The Santa Barbara County Sheriff’s office has released the identity of victim fatally injured in Gaviota train accident.

The victim has been identified as 26-year-old Mingyue Yuan, a Chinese visiting scholar at the University of California Santa Barbara.

Santa Barbara County investigators worked with diplomats from China in the aftermath of a fatal train accident.

Yuan was struck by a train and thrown from a railroad trestle near Vista Point on the Gaviota Coast. She was part of a group of four people who walked out on the railroad bridge to take sunset pictures of the ocean.

When he first saw the group, an engineer on board a southbound Amtrak train sounded the horn and hit the brakes. The group tried to outrun the train, but only one of them made it off the trestle to safety.

In addition to the fatality, another man was critically injured and a woman received minor injuries. The one man who was able to get off the trestle in time was not hurt.

Administrators at UC Santa Barbara have confirmed three members of that group were visiting scholars on campus. The Santa Barbara County Sheriff’s office confirmed Yuan was part of the UCSB scholar group visiting from China.

The accident happened just after 6:00 p.m. Saturday night near Vista Point, a popular spot on Highway 101 where people pull over to take photos of the ocean.

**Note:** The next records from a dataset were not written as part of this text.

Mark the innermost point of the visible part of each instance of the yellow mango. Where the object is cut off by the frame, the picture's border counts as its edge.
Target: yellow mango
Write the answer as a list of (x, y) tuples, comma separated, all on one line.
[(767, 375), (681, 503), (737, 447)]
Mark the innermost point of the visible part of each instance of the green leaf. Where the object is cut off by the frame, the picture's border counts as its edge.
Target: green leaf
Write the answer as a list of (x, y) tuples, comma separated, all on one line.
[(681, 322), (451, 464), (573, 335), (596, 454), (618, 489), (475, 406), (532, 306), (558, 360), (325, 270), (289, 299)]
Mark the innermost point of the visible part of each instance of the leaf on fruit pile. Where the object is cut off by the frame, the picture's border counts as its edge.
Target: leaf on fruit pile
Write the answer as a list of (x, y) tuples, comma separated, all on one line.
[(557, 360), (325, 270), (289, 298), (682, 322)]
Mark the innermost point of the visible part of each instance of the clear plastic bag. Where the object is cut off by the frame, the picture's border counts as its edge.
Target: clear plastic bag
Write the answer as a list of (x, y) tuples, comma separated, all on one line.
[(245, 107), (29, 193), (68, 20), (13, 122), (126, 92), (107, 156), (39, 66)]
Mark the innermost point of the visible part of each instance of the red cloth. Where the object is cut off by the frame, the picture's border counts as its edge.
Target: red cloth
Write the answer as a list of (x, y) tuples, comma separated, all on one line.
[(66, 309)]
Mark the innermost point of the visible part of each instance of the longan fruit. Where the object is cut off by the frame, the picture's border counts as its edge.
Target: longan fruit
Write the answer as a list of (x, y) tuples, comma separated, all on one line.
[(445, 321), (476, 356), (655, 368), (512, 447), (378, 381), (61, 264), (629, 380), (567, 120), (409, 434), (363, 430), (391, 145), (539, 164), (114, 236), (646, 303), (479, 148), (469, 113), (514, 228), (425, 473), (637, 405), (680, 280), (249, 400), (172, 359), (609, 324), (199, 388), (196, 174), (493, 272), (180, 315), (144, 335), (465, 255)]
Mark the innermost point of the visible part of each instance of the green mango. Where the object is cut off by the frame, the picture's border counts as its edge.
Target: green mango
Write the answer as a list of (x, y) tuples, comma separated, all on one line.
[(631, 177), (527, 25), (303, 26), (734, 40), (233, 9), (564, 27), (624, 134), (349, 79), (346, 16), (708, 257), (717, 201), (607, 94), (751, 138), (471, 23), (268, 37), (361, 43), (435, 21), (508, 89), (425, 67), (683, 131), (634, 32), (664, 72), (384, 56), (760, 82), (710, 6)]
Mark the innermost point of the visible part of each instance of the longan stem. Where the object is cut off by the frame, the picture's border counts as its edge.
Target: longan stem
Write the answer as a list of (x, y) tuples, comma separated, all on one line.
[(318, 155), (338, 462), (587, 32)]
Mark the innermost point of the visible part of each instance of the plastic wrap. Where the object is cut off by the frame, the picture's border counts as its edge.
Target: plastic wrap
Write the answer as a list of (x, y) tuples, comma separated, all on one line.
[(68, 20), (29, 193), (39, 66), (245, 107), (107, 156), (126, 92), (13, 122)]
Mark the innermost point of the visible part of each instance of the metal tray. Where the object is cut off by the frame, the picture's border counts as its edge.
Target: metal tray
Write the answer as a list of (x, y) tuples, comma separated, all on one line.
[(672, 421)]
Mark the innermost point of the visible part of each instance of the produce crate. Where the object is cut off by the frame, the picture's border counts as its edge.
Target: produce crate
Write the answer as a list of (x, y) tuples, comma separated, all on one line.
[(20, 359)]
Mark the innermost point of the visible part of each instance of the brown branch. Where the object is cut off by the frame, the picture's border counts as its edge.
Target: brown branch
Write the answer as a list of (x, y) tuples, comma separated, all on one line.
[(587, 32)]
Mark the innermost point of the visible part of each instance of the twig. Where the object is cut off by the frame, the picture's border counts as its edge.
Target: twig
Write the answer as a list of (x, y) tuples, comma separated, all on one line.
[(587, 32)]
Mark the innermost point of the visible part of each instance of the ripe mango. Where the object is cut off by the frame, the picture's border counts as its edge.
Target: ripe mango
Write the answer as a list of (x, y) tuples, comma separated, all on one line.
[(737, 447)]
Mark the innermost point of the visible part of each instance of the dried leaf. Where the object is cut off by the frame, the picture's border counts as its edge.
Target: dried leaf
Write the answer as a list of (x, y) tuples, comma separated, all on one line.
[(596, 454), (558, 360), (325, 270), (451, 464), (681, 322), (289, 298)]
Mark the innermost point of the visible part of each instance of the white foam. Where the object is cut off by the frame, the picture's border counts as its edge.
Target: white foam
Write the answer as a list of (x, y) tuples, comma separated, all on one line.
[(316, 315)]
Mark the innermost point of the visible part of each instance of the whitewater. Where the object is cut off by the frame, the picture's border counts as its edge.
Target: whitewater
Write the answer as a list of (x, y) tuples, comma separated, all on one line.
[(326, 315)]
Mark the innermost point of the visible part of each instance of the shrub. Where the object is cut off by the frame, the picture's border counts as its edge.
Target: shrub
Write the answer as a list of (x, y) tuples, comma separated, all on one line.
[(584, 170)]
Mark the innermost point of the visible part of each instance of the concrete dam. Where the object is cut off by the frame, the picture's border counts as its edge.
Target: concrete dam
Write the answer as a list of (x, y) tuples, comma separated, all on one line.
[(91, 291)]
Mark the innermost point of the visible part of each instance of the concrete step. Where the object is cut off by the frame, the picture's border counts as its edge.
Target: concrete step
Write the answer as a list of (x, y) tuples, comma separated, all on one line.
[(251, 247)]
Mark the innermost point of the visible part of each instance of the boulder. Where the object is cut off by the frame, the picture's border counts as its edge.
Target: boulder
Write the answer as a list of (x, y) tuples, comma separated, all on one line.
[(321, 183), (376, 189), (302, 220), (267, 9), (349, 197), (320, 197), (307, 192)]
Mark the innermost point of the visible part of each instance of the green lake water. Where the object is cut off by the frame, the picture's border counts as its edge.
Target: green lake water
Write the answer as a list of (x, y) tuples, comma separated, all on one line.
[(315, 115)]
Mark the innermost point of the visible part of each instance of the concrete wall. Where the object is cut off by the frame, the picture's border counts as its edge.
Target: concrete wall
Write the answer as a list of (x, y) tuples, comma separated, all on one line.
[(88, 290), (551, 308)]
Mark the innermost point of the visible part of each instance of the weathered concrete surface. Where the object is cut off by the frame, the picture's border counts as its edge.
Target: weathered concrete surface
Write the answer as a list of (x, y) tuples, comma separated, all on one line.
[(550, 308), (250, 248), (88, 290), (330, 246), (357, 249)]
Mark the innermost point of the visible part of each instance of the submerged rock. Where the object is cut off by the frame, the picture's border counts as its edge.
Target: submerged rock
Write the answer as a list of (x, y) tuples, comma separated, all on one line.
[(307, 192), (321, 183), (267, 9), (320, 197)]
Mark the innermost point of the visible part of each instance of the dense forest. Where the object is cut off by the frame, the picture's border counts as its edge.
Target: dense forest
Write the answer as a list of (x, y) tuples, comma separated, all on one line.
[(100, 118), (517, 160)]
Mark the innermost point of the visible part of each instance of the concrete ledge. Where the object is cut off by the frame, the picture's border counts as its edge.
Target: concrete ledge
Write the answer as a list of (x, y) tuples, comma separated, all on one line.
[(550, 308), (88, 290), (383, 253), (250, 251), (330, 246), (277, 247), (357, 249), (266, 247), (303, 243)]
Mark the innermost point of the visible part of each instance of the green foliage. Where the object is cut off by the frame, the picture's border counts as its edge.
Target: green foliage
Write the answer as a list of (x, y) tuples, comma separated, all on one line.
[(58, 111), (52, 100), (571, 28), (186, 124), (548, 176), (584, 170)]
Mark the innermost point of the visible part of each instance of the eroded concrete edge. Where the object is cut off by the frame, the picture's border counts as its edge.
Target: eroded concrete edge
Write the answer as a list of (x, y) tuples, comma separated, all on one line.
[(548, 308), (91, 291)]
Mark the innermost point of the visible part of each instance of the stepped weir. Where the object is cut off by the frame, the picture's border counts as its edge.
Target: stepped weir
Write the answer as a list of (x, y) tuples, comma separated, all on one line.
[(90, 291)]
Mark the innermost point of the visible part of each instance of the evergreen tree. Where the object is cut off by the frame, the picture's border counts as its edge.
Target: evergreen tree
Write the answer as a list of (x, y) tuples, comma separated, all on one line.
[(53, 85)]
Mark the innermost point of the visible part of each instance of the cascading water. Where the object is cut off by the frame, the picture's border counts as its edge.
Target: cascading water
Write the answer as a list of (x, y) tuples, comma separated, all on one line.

Train tracks are private property, with “no trespassing” painted on the rails, but there is no signage to warn people away. Paths at the scene cut through brush and lead from the highway pullout to the trestle, which has an unobstructed view of the ocean. Another bridge alongside does allow pedestrian traffic but the trestle partially blocks the ocean view.

Santa Barbara County firefighters were among the first responders to the scene Saturday night, and stress it is difficult for people to hear an oncoming locomotive.

“Trains these days are a lot more quiet than they used to be. The train was coming and there was a slight curve. It came around and the engineer sounded horn and applied the brakes. At that point, it became a foot race and sadly the train won,” said firefighter Mike Eliason.

Police officers from the Union Pacific Railroad spent hours on Sunday taking photos as part of the crash investigation.

UPRR spokesman Greg Wallen said the four people on the trestle were all trespassing. He also said a video camera on board the train recorded the accident.

The train was headed to Los Angeles from Seattle and was delayed two hours after the accident.